Personal information
- Born: June 12, 1979 (age 47) Laval, Quebec, Canada
- Height: 1.66 m (5 ft 5 in)
- Weight: 63 kg (139 lb; 9 st 13 lb)

Sport
- Country: Canada
- Sport: Wrestling

Medal record
Women's freestyle wrestling
Representing Canada
World Championships
| Gold medal – first place | 2008 Tokyo | 67 kg |
| Gold medal – first place | 2009 Herning | 67 kg |
| Gold medal – first place | 2010 Moscow | 67 kg |
| Silver medal – second place | 2005 Budapest | 67 kg |
| Silver medal – second place | 2006 Guangzhou | 67 kg |
| Silver medal – second place | 2007 Baku | 67 kg |

= Martine Dugrenier =

Canadian wrestler (born 1979)

Martine Dugrenier (born June 12, 1979) is a Canadian retired wrestler. A three time world champion (2008, 2009 and 2010), she has also competed twice at the Olympics, finishing in 5th place both times.

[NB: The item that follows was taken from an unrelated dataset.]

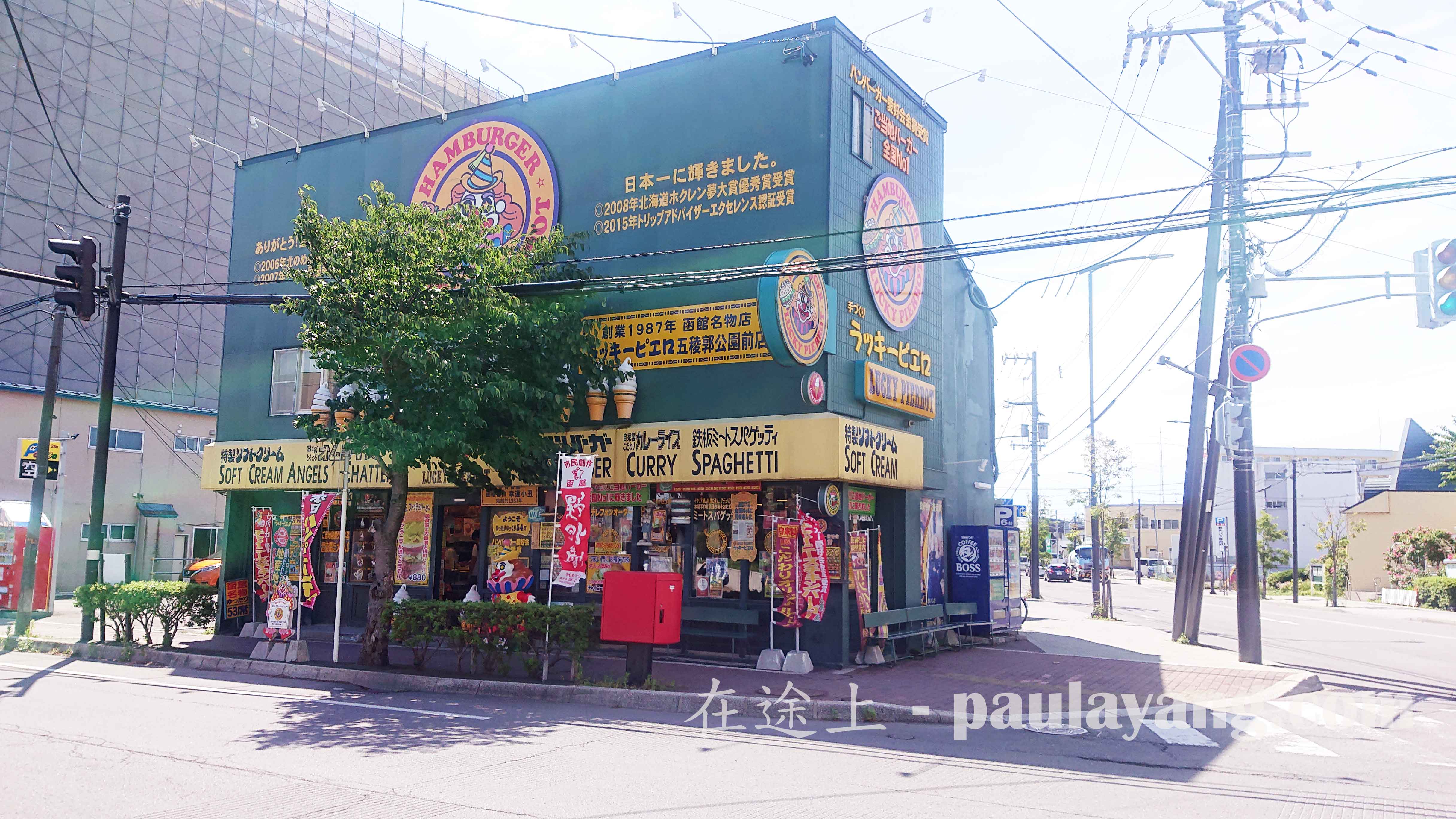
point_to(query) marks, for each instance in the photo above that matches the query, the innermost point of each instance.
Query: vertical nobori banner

==Early life and education==
Martine Dugrenier was raised in the Saint-François neighborhood of Laval, Quebec. As a teenager, she competed in artistic gymnastics, hoping to get a scholarship to an American university, but was forced to stay in Quebec after sustaining a knee injury. She attended Vanier College, where she was introduced to wrestling as it was the only physical education class that could fit in her schedule. She was initially reluctant when her wrestling coach recommended that she switch from artistic gymnastics to wrestling, but eventually made the switch two years later. After graduating from Vanier College in 1999, she attended Concordia University, where she competed for the Concordia Stingers wrestling team where she came in third in her first year at the University Canadian Championships and fifth in her second year while being named Concordia's Female Athlete of the Year every year from 2002 to 2004. She won gold medals in each of her last three championships; during her senior season in 2004, she was named the outstanding female wrestler in Canadian university sports after winning gold without conceding a point in the 2004 competition. She graduated from Concordia with a BSc specialization in Athletic Therapy and a Graduate Diploma in Sports Administration. In 2019, she was inducted into the Concordia University Sports Hall of Fame as an athlete.

==Career==
She is an eight-time Canadian National Champion, winning her last in 2011. From 2005 to 2007, she won three consecutive silver medals in the 67-kilogram weight class at the World Wrestling Championships. At the 2008 Summer Olympics, she finished 5th overall in the 63 kg freestyle event, winning her first match against Marianna Sastin of Hungary and her quarterfinal match against Xu Haiyan of China, before losing to eventual gold medalist Kaori Icho from Japan. Qualifying for the repechage, she lost her bronze medal final match against American wrestler Randi Miller. As the 67-kilogram weight class did not yet exist in the Olympics at the time, she had to compete in the 63-kilogram weight class. Six weeks after the Olympics, she won the first of three consecutive gold medals at the World Championships from 2008 to 2010 in the 67-kilogram weight class.

She again competed in the 63-kilogram division at the 2012 Summer Olympics; her fifth position came after losing her bronze medal match to Battsetseg Soronzonbold of Mongolia in the bronze medal final, having previously lost her first match against again-eventual gold medalist Kaori Icho of Japan, and winning her subsequent repechage round two match against Henna Johansson of Sweden. This became the final match of her career, as she announced her retirement from wrestling in May 2015 after three years of inactivity due to an arm injury. She was inducted into the United World Wrestling Hall of Fame in 2016. She currently works as a physical education teacher at Vanier College, having begun working as such in 2009. She was inducted into the YM-YWHA Montreal Jewish Sports Hall of Fame in 2019.